Matoufilou

« L'une des déchirures propres à la poésie », c'est que, « ce qui est devant moi, au moment où je le dis, il faut justement qu'il ne soit plus. Les objets soumis à l'épreuve du poème, pour pouvoir briller d'un vif éclat, doivent cesser d'être ce qu'ils sont pour devenir langage. » Avec ce paradoxe que « dans le même temps le langage les sauve et les porte à leur être. » (Fabrice Midal, Pourquoi la poésie ? L'Héritage d'Orphée, Pocket, 2010). Lisant cela, je songe également à la photo, où c'est le même principe : ce qui a été pris en photo (l'objet de la prise de vue) n'est déjà plus, est devenu langage. Et cependant c'est par ce langage qu'il existe, et qu'il prend éventuellement une existence nouvelle, devient, pour reprendre une expression désormais galvaudée, une réalité « augmentée ». Ce paradoxe confirme le cousinage (à mes yeux du moins) de la photo et de la poésie. La « déchirure » propre à la photo, c'est qu'elle ne fait exister son objet qu'en le faisant disparaître.
4 Commentaires
  1. Ce décalage complet me semble la façon la plus intéressante d’associer deux images. Mais le titre évoque un jeu évident à droite mais trop lointain à gauche …

  2. La photo de droite semble tout droit sortie de la pensée du personnage de gauche.

  3. Désolé mais j’ai beau confronter ces 2 images je ne vois pas ce qui peut justifier leur association; au niveau du sens c’est ténu, au niveau visuel je ne vois rien… Peut-tu préciser ton intention?
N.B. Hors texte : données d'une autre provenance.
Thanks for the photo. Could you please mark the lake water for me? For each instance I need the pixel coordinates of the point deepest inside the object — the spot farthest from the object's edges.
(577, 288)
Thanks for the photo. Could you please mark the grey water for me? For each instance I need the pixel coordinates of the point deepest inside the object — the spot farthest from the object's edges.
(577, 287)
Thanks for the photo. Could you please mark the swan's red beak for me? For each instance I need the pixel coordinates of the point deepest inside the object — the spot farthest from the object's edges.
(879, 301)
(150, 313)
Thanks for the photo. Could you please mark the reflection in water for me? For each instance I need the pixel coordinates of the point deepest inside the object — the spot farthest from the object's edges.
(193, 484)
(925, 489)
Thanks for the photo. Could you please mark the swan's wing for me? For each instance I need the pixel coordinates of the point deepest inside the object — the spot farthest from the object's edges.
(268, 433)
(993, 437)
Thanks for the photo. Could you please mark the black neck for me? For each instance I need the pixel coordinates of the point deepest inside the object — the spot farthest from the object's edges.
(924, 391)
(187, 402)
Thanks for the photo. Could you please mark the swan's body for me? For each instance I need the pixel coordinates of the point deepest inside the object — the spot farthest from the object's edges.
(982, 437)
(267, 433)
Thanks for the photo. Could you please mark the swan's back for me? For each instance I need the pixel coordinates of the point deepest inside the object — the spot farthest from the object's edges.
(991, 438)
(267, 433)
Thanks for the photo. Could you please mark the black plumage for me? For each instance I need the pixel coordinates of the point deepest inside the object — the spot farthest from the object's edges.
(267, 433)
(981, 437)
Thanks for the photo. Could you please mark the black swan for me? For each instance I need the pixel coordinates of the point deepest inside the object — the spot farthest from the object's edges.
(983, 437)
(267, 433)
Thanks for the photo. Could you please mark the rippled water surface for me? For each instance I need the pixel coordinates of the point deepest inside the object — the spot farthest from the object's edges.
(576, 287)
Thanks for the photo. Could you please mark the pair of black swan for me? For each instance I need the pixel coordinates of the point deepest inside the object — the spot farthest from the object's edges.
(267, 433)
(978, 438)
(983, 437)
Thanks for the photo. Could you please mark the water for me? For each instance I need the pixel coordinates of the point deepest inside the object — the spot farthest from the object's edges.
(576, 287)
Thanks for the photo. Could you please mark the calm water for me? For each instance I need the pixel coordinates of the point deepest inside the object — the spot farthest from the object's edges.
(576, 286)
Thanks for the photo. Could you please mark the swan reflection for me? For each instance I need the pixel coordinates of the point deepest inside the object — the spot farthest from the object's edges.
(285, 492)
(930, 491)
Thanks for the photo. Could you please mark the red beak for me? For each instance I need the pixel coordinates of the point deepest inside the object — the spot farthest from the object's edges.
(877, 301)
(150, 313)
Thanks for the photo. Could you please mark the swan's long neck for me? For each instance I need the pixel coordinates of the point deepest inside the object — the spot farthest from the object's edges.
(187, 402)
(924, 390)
  4. Ce sont une mère et son fils qui jouent à “je fais semblant de te chercher”. C’est la même scène, vécue à gauche (par la mère et l’enfant) et dessinée à droite (par l’enfant).
    Associées, ces deux images me paraissaient se répondre et ouvrir une nouvelle perspective.
    C’était à mes yeux un petit jeu poétique, tendre, humain…
    Mais j’entends le scepticisme.
    Merci à vous trois.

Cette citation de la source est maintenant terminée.